ConceptMoE: Adaptive Token-To-Concept Compression For Implicit Compute Allocation
Source
- Raw Markdown: paper_conceptmoe-2026.md
- PDF: paper_conceptmoe-2026.pdf
Core Claim
ConceptMoE improves efficiency and effectiveness by merging semantically similar token sequences into concept representations before expensive MoE computation.
Key Contributions
- Introduces learnable token-to-concept chunking based on semantic similarity.
- Uses MoE to compare architectures under matched total parameters and activated FLOPs.
- Reports improvements on language pretraining, long-context understanding, multimodal benchmarks, and continual conversion.
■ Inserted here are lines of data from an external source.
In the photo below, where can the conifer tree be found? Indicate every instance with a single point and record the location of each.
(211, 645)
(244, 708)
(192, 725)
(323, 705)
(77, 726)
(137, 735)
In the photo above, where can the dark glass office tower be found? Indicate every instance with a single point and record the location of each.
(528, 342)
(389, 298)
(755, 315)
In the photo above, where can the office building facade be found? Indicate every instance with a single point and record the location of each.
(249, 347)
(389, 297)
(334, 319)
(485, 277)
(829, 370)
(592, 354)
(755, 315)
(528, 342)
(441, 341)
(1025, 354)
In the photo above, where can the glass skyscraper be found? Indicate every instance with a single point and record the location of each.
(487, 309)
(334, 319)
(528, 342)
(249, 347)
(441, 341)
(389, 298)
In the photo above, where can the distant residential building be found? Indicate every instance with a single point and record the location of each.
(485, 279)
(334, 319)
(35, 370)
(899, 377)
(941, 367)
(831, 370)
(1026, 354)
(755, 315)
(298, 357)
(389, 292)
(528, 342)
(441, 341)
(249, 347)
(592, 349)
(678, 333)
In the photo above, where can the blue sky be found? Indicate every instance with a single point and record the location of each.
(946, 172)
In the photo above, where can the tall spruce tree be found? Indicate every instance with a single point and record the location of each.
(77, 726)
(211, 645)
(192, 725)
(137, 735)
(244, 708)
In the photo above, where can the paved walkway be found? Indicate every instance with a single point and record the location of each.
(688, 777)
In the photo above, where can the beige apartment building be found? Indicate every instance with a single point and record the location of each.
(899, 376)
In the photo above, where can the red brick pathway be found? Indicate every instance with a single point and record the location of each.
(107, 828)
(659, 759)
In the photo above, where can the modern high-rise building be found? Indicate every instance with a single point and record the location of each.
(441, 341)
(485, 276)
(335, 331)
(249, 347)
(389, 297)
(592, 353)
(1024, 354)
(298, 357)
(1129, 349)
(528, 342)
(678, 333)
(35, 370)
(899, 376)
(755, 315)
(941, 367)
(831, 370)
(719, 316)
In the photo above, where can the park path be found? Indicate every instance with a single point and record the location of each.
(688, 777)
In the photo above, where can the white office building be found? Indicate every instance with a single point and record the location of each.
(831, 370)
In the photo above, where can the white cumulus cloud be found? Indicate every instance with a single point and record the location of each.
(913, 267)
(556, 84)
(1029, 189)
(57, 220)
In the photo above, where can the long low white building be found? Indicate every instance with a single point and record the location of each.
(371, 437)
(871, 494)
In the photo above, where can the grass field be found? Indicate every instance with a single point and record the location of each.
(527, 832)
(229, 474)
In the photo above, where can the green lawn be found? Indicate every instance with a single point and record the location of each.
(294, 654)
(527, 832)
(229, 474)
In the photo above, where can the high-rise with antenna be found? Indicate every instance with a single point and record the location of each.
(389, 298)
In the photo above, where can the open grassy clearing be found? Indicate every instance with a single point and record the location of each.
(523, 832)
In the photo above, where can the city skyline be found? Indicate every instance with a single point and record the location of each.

- Reduces attention computation and KV cache requirements at higher compression ratios.
Method Notes
ConceptMoE connects Latent Tokenization with Mixture Of Experts: compression is not only a preprocessing step, but an implicit compute-allocation mechanism.
Evidence And Results
The abstract reports +0.9 language pretraining points, +2.3 long-context points, +0.6 multimodal points, and +5.5 points during continual training conversion under controlled settings.
Limitations
The source does not remove tokenization entirely; it compresses already-tokenized streams into concepts. It should be compared with byte-native methods such as H-Net and Synergy.
Foundation TSFM Relevance
| Agenda slot | Verdict | Evidence | Missing pieces |
|---|---|---|---|
| Dynamic compute allocation | adjacent | Dynamically merges semantically similar token spans before expensive MoE layers, reallocating saved computation under matched activated FLOPs. | Evidence is language and multimodal pretraining, not time-series spans, channels, regimes, or candidate futures. |
| Dynamic tokenization | adjacent | Learns token-to-concept chunk boundaries and tests compression ratio, router design, and dechunking. | Needs numeric-stream boundaries that preserve spikes, missingness, change points, and dense reconstruction. |
| Streaming state and long context | adjacent | Reduces token count and KV/cache pressure at higher compression ratios. | Does not maintain an always-on latent state or prove online update behavior. |
Links Into The Wiki
Open Questions
- How stable are learned concept boundaries across domains?
- Can concept compression be combined with byte-level or pixel-level inputs?